In most halfway decent reality shows, the show can really explore all of the facets of the cast's personality. If you want to understand many parts of the human condition, watch reality shows (not the Kardashians because that show is highly produced). Reality TV is won in the casting. If you cast people who are too _____(anything)____ to try to keep things from the cameras, you'll always have something really watchable. 

My list of worst TV mothers includes Cersei Lannister, Livia Soprano, Nancy Botwin, Gemma Teller, Mama Joyce of Real Housewives of Atlanta, Kim Biermann of Real Housewives Atlanta and Don't be Tardy, and Lauri Peterson and Lynn Curtin of Real Housewives of Orange County.

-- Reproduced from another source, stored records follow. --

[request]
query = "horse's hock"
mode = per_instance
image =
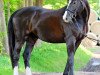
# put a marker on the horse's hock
(94, 27)
(89, 43)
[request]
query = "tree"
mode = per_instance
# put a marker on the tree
(39, 3)
(3, 30)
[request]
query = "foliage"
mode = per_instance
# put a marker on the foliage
(2, 35)
(47, 58)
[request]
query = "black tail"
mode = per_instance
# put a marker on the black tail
(11, 38)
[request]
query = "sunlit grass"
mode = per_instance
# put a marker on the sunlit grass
(47, 58)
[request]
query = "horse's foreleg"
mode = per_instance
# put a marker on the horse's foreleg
(26, 55)
(16, 55)
(69, 69)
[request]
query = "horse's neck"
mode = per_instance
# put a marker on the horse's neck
(61, 11)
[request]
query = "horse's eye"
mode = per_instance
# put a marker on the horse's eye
(75, 2)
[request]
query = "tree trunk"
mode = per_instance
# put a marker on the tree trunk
(3, 28)
(39, 3)
(8, 11)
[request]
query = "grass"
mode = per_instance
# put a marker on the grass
(47, 58)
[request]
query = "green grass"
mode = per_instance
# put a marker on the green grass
(47, 58)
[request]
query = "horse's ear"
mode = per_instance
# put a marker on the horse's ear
(86, 12)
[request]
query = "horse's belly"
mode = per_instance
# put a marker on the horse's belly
(52, 36)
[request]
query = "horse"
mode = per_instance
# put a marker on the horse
(68, 24)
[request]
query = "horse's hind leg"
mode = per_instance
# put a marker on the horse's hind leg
(16, 55)
(26, 55)
(70, 50)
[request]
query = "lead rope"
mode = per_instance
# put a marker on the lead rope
(92, 38)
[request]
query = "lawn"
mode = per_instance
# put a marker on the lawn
(47, 58)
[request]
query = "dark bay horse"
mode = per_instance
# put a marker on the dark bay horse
(66, 25)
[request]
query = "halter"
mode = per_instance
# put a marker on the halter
(73, 11)
(70, 11)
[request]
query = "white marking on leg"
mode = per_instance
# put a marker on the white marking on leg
(64, 16)
(28, 71)
(15, 70)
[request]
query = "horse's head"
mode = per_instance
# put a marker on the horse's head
(74, 8)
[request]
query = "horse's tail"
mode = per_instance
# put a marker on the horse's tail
(11, 38)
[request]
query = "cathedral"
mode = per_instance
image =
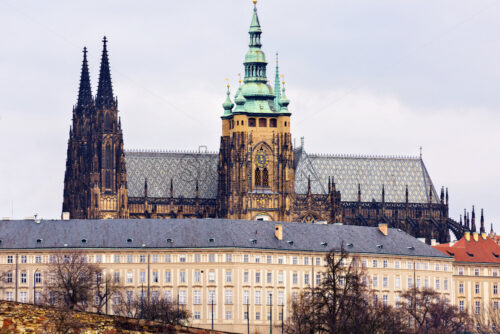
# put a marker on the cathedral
(257, 174)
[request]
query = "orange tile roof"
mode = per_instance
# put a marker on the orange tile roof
(483, 250)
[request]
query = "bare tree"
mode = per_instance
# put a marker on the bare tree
(426, 311)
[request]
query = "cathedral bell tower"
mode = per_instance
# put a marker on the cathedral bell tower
(256, 176)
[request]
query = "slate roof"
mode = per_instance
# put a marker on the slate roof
(184, 168)
(196, 233)
(481, 251)
(371, 172)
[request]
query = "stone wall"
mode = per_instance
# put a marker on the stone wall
(28, 318)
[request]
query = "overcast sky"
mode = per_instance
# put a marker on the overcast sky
(375, 77)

I feel like the reality TV characters are equally as deserving of exploration as a Cersei or Livia. The most unpleasant thing about reality TV is that they are real people screwing up other people's real lives.

So I guess my issue is that reality TV is viewed like a meaningless trifle when it can be just as deep, insightful, and worth watching as scripted TV.

*Phaedra was also playing into the really messed up cultural opinions about a woman who is sexually empowered and bisexual to paint a former friend as a depraved criminal. We've been talking about Harvey Weinstein, consent, and sexual dynamics when Real Housewives prompted similar discussions a year ago.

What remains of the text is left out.